Book Report: The Burgess Boys by Elizabeth Strout

The Burgess BoysThe Burgess Boys by Elizabeth Strout

My rating: 5 of 5 stars

*** Warning *** Spoiler alert. Two paragraphs below are marked as being possible spoilers

Elizabeth Strout writes, not with a pen, but with a
scalpel. I finished this book on a lovely summer Sunday; I could have been out
walking, hiking, picnicking, talking with friends, but nothing was going to keep
me from reading the last quarter of this book on this day.

This novel is about relationships, primarily sibling and married couple
relationships. The Burgess boys, Bob and Jim, grew up with their sister Susan in
a small town in Maine. We discover in short order that when he was 4 years old
Bob was responsible for killing their father in an accident. And years later he
still accepts responsiblity “Jimmy did his taunting of Bob when their mother was
not there, and while Bob might fight back, in his heart he accepted his
brother’s scorn. Standing in Roosevelt Park watching his brother speak with
eloquence, Bob still accepted it. He knew what he had done.” (p 151)

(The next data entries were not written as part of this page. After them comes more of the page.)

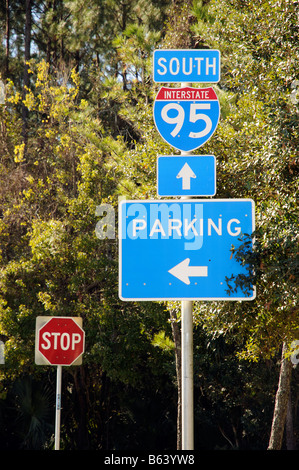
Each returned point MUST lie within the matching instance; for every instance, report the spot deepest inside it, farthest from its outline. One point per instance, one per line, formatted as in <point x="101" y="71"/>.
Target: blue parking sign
<point x="186" y="117"/>
<point x="193" y="175"/>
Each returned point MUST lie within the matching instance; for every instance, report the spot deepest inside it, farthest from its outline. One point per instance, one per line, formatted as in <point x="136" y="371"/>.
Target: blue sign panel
<point x="182" y="250"/>
<point x="186" y="65"/>
<point x="186" y="175"/>
<point x="186" y="117"/>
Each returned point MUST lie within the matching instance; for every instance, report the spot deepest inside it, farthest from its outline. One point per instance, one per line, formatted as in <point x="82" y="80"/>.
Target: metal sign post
<point x="58" y="407"/>
<point x="59" y="341"/>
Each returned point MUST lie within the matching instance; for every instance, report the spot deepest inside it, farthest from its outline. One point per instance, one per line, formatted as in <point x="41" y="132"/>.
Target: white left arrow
<point x="186" y="174"/>
<point x="183" y="271"/>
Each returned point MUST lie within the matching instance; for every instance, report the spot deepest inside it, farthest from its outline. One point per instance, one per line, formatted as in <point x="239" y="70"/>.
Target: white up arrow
<point x="183" y="271"/>
<point x="186" y="174"/>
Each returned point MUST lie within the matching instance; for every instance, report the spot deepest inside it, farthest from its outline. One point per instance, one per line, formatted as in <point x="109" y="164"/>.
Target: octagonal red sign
<point x="60" y="340"/>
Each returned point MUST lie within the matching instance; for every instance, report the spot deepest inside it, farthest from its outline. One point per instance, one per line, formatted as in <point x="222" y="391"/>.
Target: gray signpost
<point x="181" y="249"/>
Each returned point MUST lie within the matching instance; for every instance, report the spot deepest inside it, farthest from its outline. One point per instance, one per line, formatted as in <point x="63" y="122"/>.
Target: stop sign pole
<point x="59" y="341"/>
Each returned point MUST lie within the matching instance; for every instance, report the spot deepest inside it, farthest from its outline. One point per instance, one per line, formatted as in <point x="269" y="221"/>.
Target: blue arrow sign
<point x="186" y="65"/>
<point x="186" y="175"/>
<point x="179" y="250"/>
<point x="186" y="117"/>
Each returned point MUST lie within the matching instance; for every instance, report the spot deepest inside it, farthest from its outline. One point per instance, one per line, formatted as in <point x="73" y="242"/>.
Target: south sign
<point x="186" y="117"/>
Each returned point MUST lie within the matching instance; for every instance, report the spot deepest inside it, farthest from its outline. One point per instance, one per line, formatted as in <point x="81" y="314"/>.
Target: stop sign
<point x="60" y="340"/>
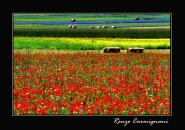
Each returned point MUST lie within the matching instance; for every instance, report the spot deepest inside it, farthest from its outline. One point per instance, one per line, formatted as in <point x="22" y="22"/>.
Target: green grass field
<point x="101" y="32"/>
<point x="85" y="17"/>
<point x="32" y="51"/>
<point x="87" y="43"/>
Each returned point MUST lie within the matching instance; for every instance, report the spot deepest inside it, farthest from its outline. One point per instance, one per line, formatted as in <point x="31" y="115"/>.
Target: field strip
<point x="149" y="27"/>
<point x="32" y="51"/>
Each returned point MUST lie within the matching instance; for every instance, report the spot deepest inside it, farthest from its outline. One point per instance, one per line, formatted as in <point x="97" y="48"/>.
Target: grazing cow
<point x="73" y="20"/>
<point x="113" y="27"/>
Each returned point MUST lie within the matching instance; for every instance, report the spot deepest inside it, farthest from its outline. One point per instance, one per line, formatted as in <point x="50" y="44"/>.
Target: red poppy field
<point x="91" y="84"/>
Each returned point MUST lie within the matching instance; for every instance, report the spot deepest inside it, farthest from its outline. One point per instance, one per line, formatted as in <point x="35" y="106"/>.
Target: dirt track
<point x="150" y="27"/>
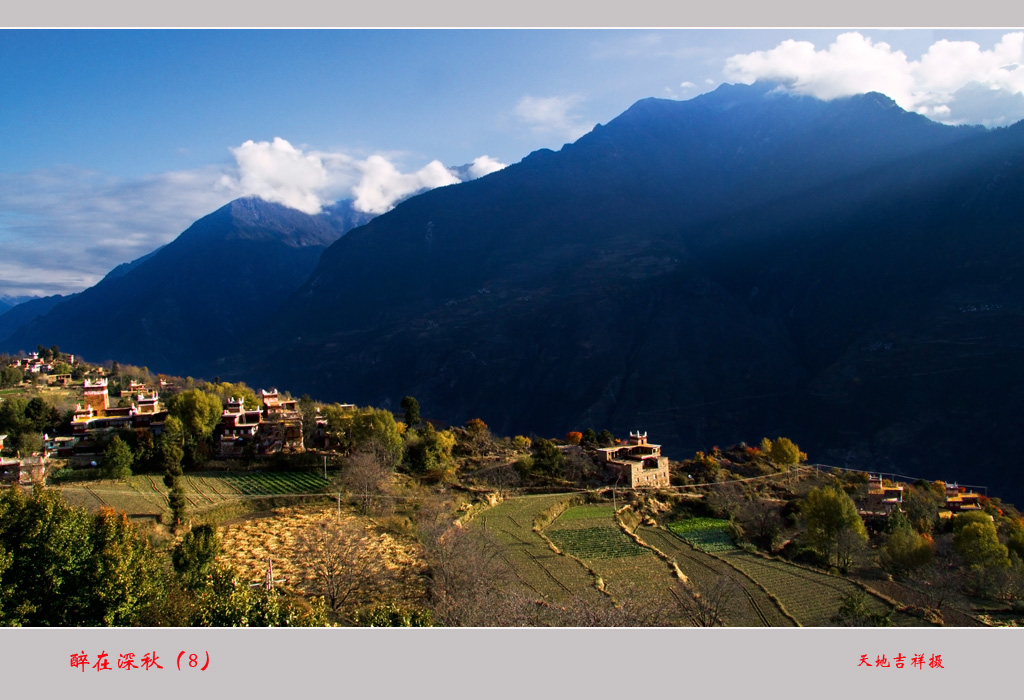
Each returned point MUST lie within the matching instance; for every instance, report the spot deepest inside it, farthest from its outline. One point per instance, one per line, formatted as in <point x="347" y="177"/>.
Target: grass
<point x="707" y="534"/>
<point x="595" y="542"/>
<point x="748" y="606"/>
<point x="145" y="494"/>
<point x="539" y="570"/>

Bob and Jim have moved to New York as adults and work hard at staying away from
Maine. They are forced back to Maine when Susan’s son, Zach, performs a stupid
act affecting the immigrant Somali population that has serious consequences.
Jim’s wife, Helen, “saw how the incident was an irritant rubbing already against
the fine fabric of her family, and she felt right now the small pricks of
anxiety that precede insomnia” (p 26).

The plot of Zach’s troubles is merely a springboard to investigate these lives.
Strout does a marvelous, outstanding, find-me-another-superlative-and-I’ll-use-
it, job of exploring the inner lives of Susan, Bob, Helen, Pam (Bob’s ex-wife)
and others to show us their foibles, their worries and insecurities, their hopes
and fears. At the beginning of the coming together of the siblings to deal with
the problem she writes “it saddened him [Bob], but it seemed far away. But he
knew very soon it would not feel far away; the murkiness of Susan and Zachary
and Shirley Falls would seep into his apartment the way the emptiness [in the
vacant apartment] below waited to remInd him that his neighbors were no more,
that nothing lasts forever, there is nothing to be counted on.” (p 90).

She takes on two of life’s big questions: does our past really matter now, in
the present, since our lives here are facts and can’t be changed. Second, how do
really understand other people.

— Possible spoilers here —
I’ll hold back on the first point – does our past really matter. I am tempted to
go all English-major on the subject and show how the answer evolves depending on
the events and the people whose lives are affected. One character says “It’s the
past. It’s not getting redone. … We’ve all arrived at this point, so you know,
we go on.” (p 236) But that would spoil the book and you need to read it for
yourself.

Strout is marvelous in elucidating the second theme: we only know so much about
others; we don’t live in their internal world. But at times we get glimpses of
the motivations of others: “Pam began to feel sorry for Susan, This was
surprising to Pam, perhaps her first understanding of the prismatic quality of
viewing people. She felt she had been seeing only the front of Susan and had
missed entirely the large white light of motherly disapproval that shone behind
her.” (p 104).
— End of possible spoilers —

On the third theme let me simply quote Pam after an evening where she has gone
from feeling in control to feeling buffeted by events “Nothing is what you
imagine. Her mind hovered above this simple and alarming though. The variables
were too great, the particularities too distincT, life a flood of translations
from the shadow-edged yearnings of the heart to the immutable aspects of the
physical world – this violet duvet and her slightly snoring husband.” (p246).

She uses a superb method of making this theme work. While we take part in the
inner lives of the other major characters, we never hear what is going on in
Jim’s life. We simply see he is hard through his interaction with others. Helen
asks him “Why are you being rude?”(p 238) and Bob explaining Jim to Zach “The
truth about your Uncle Jim is that no one really knows if he’s an asshole or
note, but he acts like one a lot of the time, to everyone, not just you.”(p
144).

Strout moves the story forward through dialog and interior monologue; we don’t
get bogged down with a omnipotent narrator who tells us the story. Instead,
Elizabeth Strout shows us the story.

With this one book she has become one of my top 5 authors alongside Larry
McMurtry (earlier work), Richard Russo and Wallace Stegner. I don’t include P.G.
Wodehouse in this comparison because his writing is so different. I most compare
Strout to Richard Russo who is so adept at breaking down people’s lives and
thoughts. I’m changing my reading list to read the rest of her catalog.

I can’t say it enough: read this book.